Tuesday, June 3, 2008

TOP PERFORMING PLANTS ARE HONORED AT ANNUAL COLORADO STATE UNIVERSITY FLOWER TRIALS


Note to Editors: Top performing varieties at the Annual Flower Trial Gardens for the 2007 growing season and evaluators' comments on all varieties are available at www.flowertrials.colostate.edu. Selected high resolution images are available by visiting www.newsinfo.colostate.edu and clicking on the headline for this release.

FORT COLLINS - Colorado's varied climate presents challenges to flower gardeners. Summer heat, inconsistent moisture, drying winds and severe weather can all play havoc on flowers. To assist both homeowners and commercial operators, Colorado State University has released the results of its annual Flower Trials Garden Performance Report.

Thousand of flower varieties from geraniums to dahlia's to petunias were planted in summer 2007 at the Flower Trial Gardens, 1401 Remington St. in Fort Collins. Judges tracked the progress, paying close attention to vividness of colors, number of blossoms and heights of the plants. The judges, who included horticulture industry representatives, Colorado State experts and Extension master gardeners, then selected the healthiest and most vibrant of each type of flower.

Best of Show was Cleome "Spirit Appleblossom" from Proven Winners seed company. Judges noted that the plant's delicate white and pink flowers bloomed throughout the summer and that it stood out from a distance in the garden. Best New Variety for 2007 was Dahlia "Mystic Illusion" from Proven Selections by Proven Winners, with its striking combination of bright yellow flowers against dark purple foliage.

For a full list of winners, visit www.flowertrials.colostate.edu.

Twenty-two seed and vegetable companies from around the United States and the world participated in the trials.

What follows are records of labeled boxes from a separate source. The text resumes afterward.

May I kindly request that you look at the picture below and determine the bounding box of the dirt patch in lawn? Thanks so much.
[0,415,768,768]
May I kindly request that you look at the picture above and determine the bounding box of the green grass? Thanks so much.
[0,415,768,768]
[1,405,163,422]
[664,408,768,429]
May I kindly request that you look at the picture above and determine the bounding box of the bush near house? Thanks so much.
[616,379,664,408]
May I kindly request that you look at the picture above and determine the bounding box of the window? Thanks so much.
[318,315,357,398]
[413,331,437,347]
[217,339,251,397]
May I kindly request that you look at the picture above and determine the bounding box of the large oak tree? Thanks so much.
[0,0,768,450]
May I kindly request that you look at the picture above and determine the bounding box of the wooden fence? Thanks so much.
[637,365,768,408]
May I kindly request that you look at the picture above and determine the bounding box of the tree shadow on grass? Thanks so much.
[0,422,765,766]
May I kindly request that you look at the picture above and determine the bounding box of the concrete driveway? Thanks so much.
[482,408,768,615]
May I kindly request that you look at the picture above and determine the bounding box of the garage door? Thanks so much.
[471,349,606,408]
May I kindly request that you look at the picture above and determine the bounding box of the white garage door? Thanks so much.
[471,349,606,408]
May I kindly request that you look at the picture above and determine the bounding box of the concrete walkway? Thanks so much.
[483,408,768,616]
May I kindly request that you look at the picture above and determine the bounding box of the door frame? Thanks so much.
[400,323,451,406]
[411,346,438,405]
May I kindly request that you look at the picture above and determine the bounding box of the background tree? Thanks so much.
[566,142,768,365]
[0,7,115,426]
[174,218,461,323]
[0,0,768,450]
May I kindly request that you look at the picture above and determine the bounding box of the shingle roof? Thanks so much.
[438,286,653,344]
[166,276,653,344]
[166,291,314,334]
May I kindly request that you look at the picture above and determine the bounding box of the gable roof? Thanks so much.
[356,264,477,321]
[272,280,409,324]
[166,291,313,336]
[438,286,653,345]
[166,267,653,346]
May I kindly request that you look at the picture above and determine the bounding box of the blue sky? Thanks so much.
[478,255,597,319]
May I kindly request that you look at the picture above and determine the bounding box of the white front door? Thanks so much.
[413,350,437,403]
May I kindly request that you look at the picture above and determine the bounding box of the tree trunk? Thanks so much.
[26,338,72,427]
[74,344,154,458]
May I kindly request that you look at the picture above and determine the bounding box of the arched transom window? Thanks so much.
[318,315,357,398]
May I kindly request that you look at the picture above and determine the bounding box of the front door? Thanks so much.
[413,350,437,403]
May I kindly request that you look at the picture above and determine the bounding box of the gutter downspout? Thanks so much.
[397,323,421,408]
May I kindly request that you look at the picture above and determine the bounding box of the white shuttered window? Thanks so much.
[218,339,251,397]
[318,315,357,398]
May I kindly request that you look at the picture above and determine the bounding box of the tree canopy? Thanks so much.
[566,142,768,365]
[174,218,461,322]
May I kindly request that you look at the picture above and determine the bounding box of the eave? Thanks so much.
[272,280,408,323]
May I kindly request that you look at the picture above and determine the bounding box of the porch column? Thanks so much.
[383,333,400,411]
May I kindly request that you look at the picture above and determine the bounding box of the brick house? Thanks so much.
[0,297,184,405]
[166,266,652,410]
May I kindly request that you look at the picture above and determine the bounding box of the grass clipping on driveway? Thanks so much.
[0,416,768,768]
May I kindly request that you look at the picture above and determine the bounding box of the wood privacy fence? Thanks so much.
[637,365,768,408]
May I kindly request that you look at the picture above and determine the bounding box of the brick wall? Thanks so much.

The Annual Trial Gardens program is directed by Jim Klett, professor in Department of Horticulture and Landscape Architecture at Colorado State.

"The main purpose of this is the evaluation of annual flowers to see how well they perform in Colorado's high light intensity and low humidity," said Klett, who runs the largest flower test garden in the state and one of the five largest in the United States.

Most of the winning plants are available at local nurseries or garden centers for this growing season.